Pela revisão do Código de Procedimento Administrativo
ocorrida em 1996, legislador consagrou, de forma expressa, no seu art. 6.º-A, a
vigência do princípio da boa fé no âmbito da actividade administrativa.
Só posteriormente foi o princípio da boa
fé incluído no art. 266.º/2 da Constituição, pela revisão constitucional
operada em 1997, enquanto princípio fundamental ao qual estão subordinados os
órgãos e agentes administrativos no exercício das suas funções. A sua
positivação constitucional mais não foi do que a concretização da tutela da
confiança, em si decorrente do princípio do Estado de Direito, por sua vez
consagrado no art. 2.º da CRP: o princípio do Estado de Direito postula a ideia
de protecção da confiança dos cidadãos face às actuações do Estado, implicando
um mínimo de certeza e de segurança na vida jurídica do Estado[1].
Embora encontre acolhimento no Direito
Público, foi no Direito Privado que o instituto da boa fé mais se desenvolveu.
A sua configuração privatista foi acolhida, cum granu salis, para o âmbito do
Direito Administrativo. Neste artigo ensaio propomo-nos reflectir em que medida
a boa fé, em especial a sua concretização no subprincípio da primazia da
materialidade subjacente, foi recebida no seio do Direito Administrativo
Português.
- Considerações gerais e âmbito de aplicação:
O princípio da boa fé dita que a
conduta administrativa se funde em valores básicos do ordenamento jurídico,
implicando que a Administração adopte condutas consequentes e não
contraditórias em função dos fins que se propõe alcançar. Não só determina que
a Administração Pública aja de boa fé com os particulares, como significa que a
Administração deve dar exemplo aos particulares da observância da bona fides. Sem a boa fé nunca se poderia afirmar, diz FREITAS DO AMARAL, que o
Estado é “pessoa de bem”[2].
São conhecidos os subprincípios que
acompanham a boa fé no Direito, a saber: a tutela da confiança e a primazia da
materialidade subjacente. É curioso notar que a doutrina que desenvolve a boa
fé no campo do Direito Administrativo faz frequentemente apelo à tutela da
confiança, com base no pensamento de que a protecção da confiança corresponde a
um princípio ético-jurídico fortemente radicado na ideia de Direito,
encontrando apoio normativo no art. 6.º-A, n.º 2, alínea a) do CPA, descurando,
pelo contrário, a materialidade subjacente.

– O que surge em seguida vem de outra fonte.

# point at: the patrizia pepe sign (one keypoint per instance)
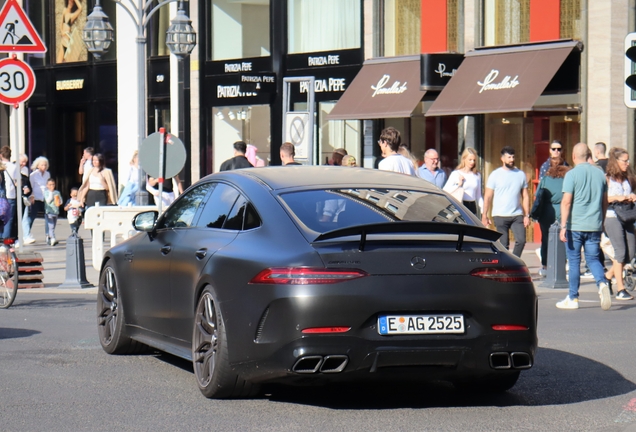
(490, 84)
(381, 87)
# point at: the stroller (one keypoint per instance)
(629, 278)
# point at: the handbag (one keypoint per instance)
(625, 211)
(5, 208)
(537, 205)
(454, 190)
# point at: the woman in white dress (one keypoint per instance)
(468, 178)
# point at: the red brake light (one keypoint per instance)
(503, 274)
(305, 276)
(326, 330)
(508, 327)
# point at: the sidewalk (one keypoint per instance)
(55, 262)
(529, 256)
(55, 258)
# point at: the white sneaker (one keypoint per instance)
(568, 303)
(603, 293)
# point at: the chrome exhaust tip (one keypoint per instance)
(309, 364)
(500, 360)
(521, 360)
(334, 363)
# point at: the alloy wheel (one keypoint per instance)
(205, 340)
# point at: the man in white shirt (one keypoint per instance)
(430, 171)
(86, 164)
(507, 190)
(10, 174)
(389, 143)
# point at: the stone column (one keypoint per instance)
(606, 117)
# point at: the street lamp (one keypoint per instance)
(180, 38)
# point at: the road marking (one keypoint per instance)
(629, 413)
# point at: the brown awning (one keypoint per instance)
(384, 88)
(500, 80)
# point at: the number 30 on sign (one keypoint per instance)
(17, 81)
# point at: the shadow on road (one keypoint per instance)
(13, 333)
(53, 302)
(558, 378)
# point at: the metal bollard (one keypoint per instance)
(555, 277)
(75, 264)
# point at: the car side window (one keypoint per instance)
(182, 212)
(217, 209)
(243, 216)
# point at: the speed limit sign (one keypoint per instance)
(17, 81)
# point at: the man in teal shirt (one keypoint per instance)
(582, 216)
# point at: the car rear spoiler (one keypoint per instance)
(460, 230)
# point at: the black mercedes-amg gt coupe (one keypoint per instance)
(319, 274)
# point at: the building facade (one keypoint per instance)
(575, 47)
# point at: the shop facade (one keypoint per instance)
(334, 41)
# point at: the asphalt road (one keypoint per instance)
(55, 376)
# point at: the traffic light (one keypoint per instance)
(630, 70)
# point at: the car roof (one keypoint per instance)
(299, 176)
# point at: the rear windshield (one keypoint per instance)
(326, 210)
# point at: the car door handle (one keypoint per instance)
(201, 253)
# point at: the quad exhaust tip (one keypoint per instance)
(327, 364)
(521, 360)
(515, 360)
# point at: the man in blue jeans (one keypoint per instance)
(582, 216)
(507, 190)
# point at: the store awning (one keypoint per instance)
(384, 88)
(508, 79)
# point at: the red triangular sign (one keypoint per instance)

A aplicação do subprincípio da tutela da
confiança estará sujeita, no Direito Administrativo, aos mesmos pressupostos
utilizados no Direito Civil: existência de uma situação de confiança, ou seja,
um comportamento gerador de confiança; existência de uma justificação para a
confiança; frustração da confiança por parte de quem a gerou; e existência de
um investimento de confiança. Estes pressupostos constituem um sistema móvel,
podendo a falta de um deles ser suprida pela intensidade especial com que um
outro se verifique, como bem defende MENEZES CORDEIRO.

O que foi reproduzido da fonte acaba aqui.